Le verdict de Ryanair est tombé: 44 pilotes devraient être licenciés et 40 membres du personnel de cabine également, sur les 450 personnes employées par l’entreprise en Belgique. C’est ce qu’on apprend auprès du syndicat chrétien CNE ce jeudi. La procédure Renault sur les licenciements collectifs devra donc être lancée.

Didier Lebbe, permanent syndical de la CNE, estime que cette procédure Renault est indispensable, car Ryanair voulait de toute façon licencier du personnel. “Au moins, cette procédure permet de protéger le personnel, de défendre le droit des travailleurs”.

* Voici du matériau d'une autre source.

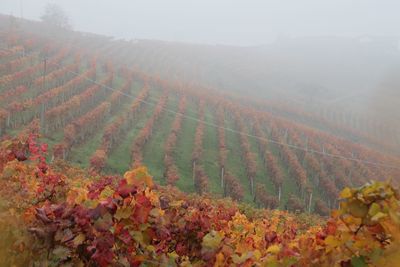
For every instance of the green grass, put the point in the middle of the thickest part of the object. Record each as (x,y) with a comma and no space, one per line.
(210,154)
(119,160)
(183,152)
(153,152)
(234,162)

Du côté du Beca (Belgian Cockpit Association), les pilotes espéraient encore pouvoir échapper pour le moment aux licenciements, “puisqu’une partie du personnel reste en chômage économique pour le moment”, et continuer à négocier. En vain.

"C'est du délire"

Pour rappel, les pilotes avaient accepté les réductions de salaire mais avaient trois demandes. Premièrement, que les problèmes de paiement du chômage causés par les "erreurs" des services administratifs de Ryanair depuis trois mois soient définitivement réglés, y compris les arriérés. Deuxièmement, que le principe de l'indexation annuelle soit maintenu au travers de la crise. Et troisièmement que les efforts salariaux du personnel soient suspendus si l'entreprise décide de redistribuer les profits à ses actionnaires d'une quelconque manière. Des exigences que Ryanair n'a jamais voulu prendre en compte, selon le Beca.

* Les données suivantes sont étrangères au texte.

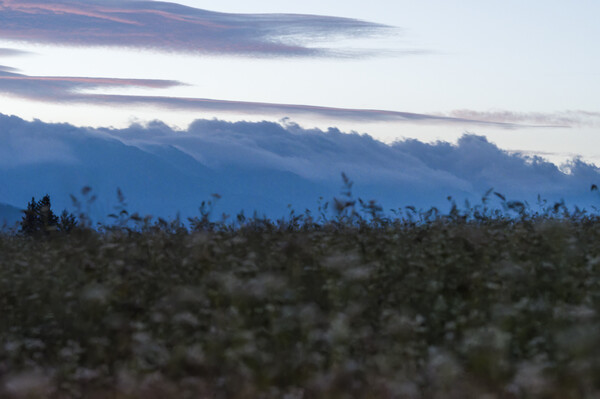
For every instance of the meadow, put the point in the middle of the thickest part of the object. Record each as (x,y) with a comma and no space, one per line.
(476,302)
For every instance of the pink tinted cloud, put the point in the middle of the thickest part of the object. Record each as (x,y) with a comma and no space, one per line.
(57,89)
(173,27)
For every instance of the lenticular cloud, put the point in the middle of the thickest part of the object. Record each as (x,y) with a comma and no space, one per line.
(173,27)
(265,167)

"C'est du délire. Ça fait trois mois que ça dure et que Ryanair ne règle toujours pas certains paiements. Pourtant, on a accepté la plupart de leurs exigences", déclare Alain Vanalderweireldt, le président de l'association de pilotes. "De plus, Ryanair semblait vouloir lancer une procédure Renault pour les pilotes et une pour le personnel de cabine. Ce qui n'est pas possible, ce n'est pas légal. Ils n'y connaissent rien en droit du travail belge. C'est n'importe quoi", ajoute-t-il.

Du côté de la CNE, on exige que les négociations se fassent avec les syndicats. "Ce n'est pas aux associations de pilotes de négocier. Il faut respecter le cadre prévu par la loi. C'est la seule façon de protéger les travailleurs", détaille Didier Lebbe, un peu remonté que Ryanair essaie de négocier avec les associations de pilotes pour contourner les syndicats et ne pas négocier avec l'ensemble du personnel.

Pour rappel, au mois de mai, Ryanair avait annoncé sa volonté de se séparer de 3.000 personnes en Europe à la suite de la crise du coronavirus. Depuis, l'entreprise a conclu plusieurs accords, notamment en Irlande et au Royaume-Uni, sur une réduction des salaires afin de préserver les emplois. Reste à voir si cela sera suffisant, tant que la crise n'est pas terminée. La compagnie low-cost compte en tout cas maintenir les prix bas afin de gagner un maximum de parts de marchés. Une concurrence féroce donc pour les autres compagnies mais qui pèsera sur les finances de l'entreprise irlandaise.